“Tutto scorre come un fiume” chiude la trilogia poetica di Carlos Sanchez dopo “La poesia, le nuvole e l’aglio” e Ricordati che non sai ricordare”. La prima impressione leggendo queste pagine è quella di aver ritrovato appieno Carlos Sanchez. Ritroviamo l’uomo, il gaucho de Folignano, il nomade, il visionario, il poeta a cui siamo abituati. Carlos prosegue il viaggio e assieme il racconto intrapresi tempo fa. Continua a sorprenderci con la sua capacità di tratteggiare il mondo, con la sua lucida fotografia di questo mondicino che esplode in tutte e quattro le direzioni, con la sua amara consapevolezza che la vita è un privilegio per pochi. È una scrittura matura, una poesia severa, tagliente, che poco lascia alla resurrezione e alla redenzione. Lo spiraglio d’amore, quello, c’è sempre.
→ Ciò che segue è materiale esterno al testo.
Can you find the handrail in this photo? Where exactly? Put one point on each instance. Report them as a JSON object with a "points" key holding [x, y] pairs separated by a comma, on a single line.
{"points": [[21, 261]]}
Una resa dei conti con la vita e con la scrittura? Come ti senti di fronte a quest’ultima raccolta di poesie e cosa ha mosso, dentro di te, Tutto scorre come un fiume? “Io alla vita rendo conto ogni giorno. Questo libro è un passo in più di questo cammino. Una testimonianza di essere nel mondo. Mi continua a preoccupare questo meccanismo distruttore che si chiama civiltà, questo festeggiare un progresso, una modernità al servizio de pochi. Ma non per questo mi zittisco, continuo a cantare, in questa solitudine di poesie/che è il mio canto”.
Questo pare un commiato con una vita vissuta a pieno, ma che volge alla sua scadenza. Come mai questa visione e, soprattutto, ritieni valida questa mia impressione? “Credo che non posso negare che per me il cammino si è un tanto ridotto. Da tempo penso alla scadenza, senza allarmismi. Il miglior antidoto alla scandenza è continuare a vivere ogni istante, ogni momento, più intensamente possibile”.
In questo mondo, scrivi, nulla ci appartiene, tutto cambia, la sola realtà è l’hic et nunc. Addentriamoci in questa visione esistenziale, come dobbiamo considerarla? Un monito? Un invito a vivere pienamente la vita ogni momento? Questo continuo divenire è anche sinonimo di una precarietà esistenziale? “Credo che la nostra vita si svolge nell’inevitabile precarietà. Non siamo immortali. Vivere il presente, come ho accennato prima, è l’unica opportunità che abbiamo. Qui si progetta nel passato o nel futuro, perde il suo momento. Non credo che sia una visione fatalista della vita, è un elisir che ci aiuta a consumarla in tutta la sua completezza, in tutta la sua meraviglia.
Sei pienamente il gaucho di Folignano anche in Tutto scorre come un fiume. Ma, ad oggi, senti di appartenere a qualche posto? “Sì, sono il gaucho de Folignano City, sommerso con allegria in questa realtà. Ma la mia carne, le mie ossa, il mio cuore e la mia visione del mondo si sono forgiate in altre terre (sempre di questo mondo). Poi lo zio Eraclito e il Tao mi hanno insegnato che tutto scorre, che tutto si trasforma, che quando crediamo d’esseri fermi, la terra continua a girare e noi con lei. Sarebbe molto poetico dire che non appartengo a nessun posto, ma credo che uno appartiene al posto dove vive, con tutta la sua esperienza addosso e i suoi limiti. Non so se sia una scelta, come penso, ho un incidente familiare. Viviamo sempre nel mistero”.
Continui a essere poeta di questi tempi, tranquillizzami e dimmi che Tutto scorre come un fiume non è il tuo saluto ai lettori… “Credo di non tradisco la realtà che mi circonda. E’ vero che a volte il mio sguardo si appanna; in mezzo a tanto dolore, a tanta ingiustizia. Ma non ho dimenticato di sognare. Purtroppo, mi dovete scusare: sto lavorando in un nuovo libro di poesie. Continuo a salutare ogni giorno, con serenità, i miei pazienti lettori e la mia scelta di vita, la poesia”.